The official death toll from Tropical Storm Jeanne soared to more than 1,070 and could rise to 2,000, Haitian officials announced as aid workers started mass burials in Gonaives.
There was no time for funeral services for the victims on Wednesday, as horrified bystanders demanded officials collect more bodies from nearby fields.
The confirmed death toll rose to 1,072 bodies recovered 1,013 in Gonaives alone according to Dieufort Deslorges, spokesman for the government's civil protection agency.
He said the number of people missing in the floods rose to 1,250.
Only a couple dozen bodies have been identified, and no one took count at the mass grave site.
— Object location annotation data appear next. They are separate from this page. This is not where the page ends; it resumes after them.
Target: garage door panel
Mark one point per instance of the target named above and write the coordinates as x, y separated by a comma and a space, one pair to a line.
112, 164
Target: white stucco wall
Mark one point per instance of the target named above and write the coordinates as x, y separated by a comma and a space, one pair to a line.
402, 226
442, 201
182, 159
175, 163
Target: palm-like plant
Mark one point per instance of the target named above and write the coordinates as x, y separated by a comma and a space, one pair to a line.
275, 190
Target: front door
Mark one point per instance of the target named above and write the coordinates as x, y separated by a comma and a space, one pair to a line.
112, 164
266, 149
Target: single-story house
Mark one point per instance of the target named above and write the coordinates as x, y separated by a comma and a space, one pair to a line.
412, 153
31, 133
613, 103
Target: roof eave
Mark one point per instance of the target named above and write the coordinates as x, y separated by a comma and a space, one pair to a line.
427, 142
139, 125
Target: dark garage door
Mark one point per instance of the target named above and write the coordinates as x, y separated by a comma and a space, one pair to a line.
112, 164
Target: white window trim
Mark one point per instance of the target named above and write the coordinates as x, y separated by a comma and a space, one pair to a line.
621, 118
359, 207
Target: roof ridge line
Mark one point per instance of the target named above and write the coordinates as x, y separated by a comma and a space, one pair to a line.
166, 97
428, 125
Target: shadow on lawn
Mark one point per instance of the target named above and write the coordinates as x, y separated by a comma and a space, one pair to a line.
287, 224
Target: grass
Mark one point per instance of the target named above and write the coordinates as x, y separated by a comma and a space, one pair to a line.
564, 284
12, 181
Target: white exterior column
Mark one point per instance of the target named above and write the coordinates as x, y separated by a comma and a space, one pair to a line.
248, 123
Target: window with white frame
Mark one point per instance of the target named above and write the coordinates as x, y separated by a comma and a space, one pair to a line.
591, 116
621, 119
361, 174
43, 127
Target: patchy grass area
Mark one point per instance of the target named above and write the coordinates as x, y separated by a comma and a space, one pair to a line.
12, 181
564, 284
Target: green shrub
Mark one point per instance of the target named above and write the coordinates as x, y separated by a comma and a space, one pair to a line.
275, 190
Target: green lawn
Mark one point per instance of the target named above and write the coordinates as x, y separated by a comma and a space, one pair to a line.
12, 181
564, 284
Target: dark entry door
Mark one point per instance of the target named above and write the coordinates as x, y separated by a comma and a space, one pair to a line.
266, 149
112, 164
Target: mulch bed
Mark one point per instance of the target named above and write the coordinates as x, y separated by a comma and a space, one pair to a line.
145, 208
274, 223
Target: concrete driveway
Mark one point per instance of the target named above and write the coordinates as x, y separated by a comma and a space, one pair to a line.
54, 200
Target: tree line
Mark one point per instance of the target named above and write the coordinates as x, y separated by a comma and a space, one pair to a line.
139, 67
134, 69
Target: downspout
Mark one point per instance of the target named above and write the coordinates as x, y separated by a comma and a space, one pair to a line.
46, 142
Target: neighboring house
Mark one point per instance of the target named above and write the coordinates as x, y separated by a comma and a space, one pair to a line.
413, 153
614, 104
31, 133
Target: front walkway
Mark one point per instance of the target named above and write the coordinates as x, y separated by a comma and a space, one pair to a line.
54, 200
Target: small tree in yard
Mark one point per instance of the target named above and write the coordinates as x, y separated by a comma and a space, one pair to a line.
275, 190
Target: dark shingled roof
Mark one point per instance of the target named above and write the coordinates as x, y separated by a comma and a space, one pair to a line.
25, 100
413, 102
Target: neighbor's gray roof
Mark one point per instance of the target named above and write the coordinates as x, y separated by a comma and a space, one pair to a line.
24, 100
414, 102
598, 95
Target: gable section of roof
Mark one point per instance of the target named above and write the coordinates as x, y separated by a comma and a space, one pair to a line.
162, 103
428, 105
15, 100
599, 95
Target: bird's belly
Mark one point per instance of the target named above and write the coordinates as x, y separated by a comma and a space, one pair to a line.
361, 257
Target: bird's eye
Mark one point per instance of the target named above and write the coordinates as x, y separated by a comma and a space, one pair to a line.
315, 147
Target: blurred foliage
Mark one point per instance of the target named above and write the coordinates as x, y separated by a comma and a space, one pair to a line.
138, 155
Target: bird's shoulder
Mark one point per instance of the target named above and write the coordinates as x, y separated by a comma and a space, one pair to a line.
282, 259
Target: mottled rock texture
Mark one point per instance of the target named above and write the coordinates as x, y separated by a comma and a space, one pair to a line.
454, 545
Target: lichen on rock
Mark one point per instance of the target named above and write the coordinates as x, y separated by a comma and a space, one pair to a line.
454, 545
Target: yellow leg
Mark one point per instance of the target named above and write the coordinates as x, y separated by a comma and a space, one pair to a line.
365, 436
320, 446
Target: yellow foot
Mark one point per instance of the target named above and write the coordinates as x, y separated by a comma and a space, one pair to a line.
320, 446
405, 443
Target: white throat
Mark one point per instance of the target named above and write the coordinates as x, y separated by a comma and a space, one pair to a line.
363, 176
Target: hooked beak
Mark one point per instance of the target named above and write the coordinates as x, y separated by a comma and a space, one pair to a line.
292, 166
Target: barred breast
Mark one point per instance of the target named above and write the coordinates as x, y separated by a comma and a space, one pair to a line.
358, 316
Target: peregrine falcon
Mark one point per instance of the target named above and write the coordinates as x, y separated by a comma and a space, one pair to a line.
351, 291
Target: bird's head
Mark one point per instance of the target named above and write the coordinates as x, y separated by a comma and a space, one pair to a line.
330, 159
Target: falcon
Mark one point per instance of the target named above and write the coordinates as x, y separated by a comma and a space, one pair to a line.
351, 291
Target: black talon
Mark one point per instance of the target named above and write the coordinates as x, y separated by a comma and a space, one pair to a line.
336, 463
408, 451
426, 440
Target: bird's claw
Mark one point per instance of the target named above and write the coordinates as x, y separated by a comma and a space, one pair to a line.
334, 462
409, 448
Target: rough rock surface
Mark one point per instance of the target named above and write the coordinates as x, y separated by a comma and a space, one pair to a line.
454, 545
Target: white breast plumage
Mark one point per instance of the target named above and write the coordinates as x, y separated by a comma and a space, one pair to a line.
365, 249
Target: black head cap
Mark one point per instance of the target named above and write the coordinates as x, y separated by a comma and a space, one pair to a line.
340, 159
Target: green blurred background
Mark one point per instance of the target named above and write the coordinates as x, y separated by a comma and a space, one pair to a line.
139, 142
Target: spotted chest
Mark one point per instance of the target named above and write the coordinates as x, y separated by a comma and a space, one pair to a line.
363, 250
"We're demanding they come and take the bodies from our fields," said bystander Jean Lebrun, listing demands made by residents in the neighborhood whose opposition to mass graves delayed burials.
"We can only drink the water people died in," the 35-year-old farmer said, listing a widespread demand for potable water in the city of 250,000, with parts still knee-deep in water five days after the storm's passage.
Hurricane experts said on Wednesday that Jeanne now over the open Atlantic as a hurricane could loop around and head toward the Bahamas and then threaten the storm-weary southeastern United States as early as this weekend.
It was too soon to tell where or if Jeanne would hit, but the US National Hurricane Center in Miami warned people in the northwest and central Bahamas and southeastern US coast to beware of dangerous surf kicked up by Jeanne in coming days.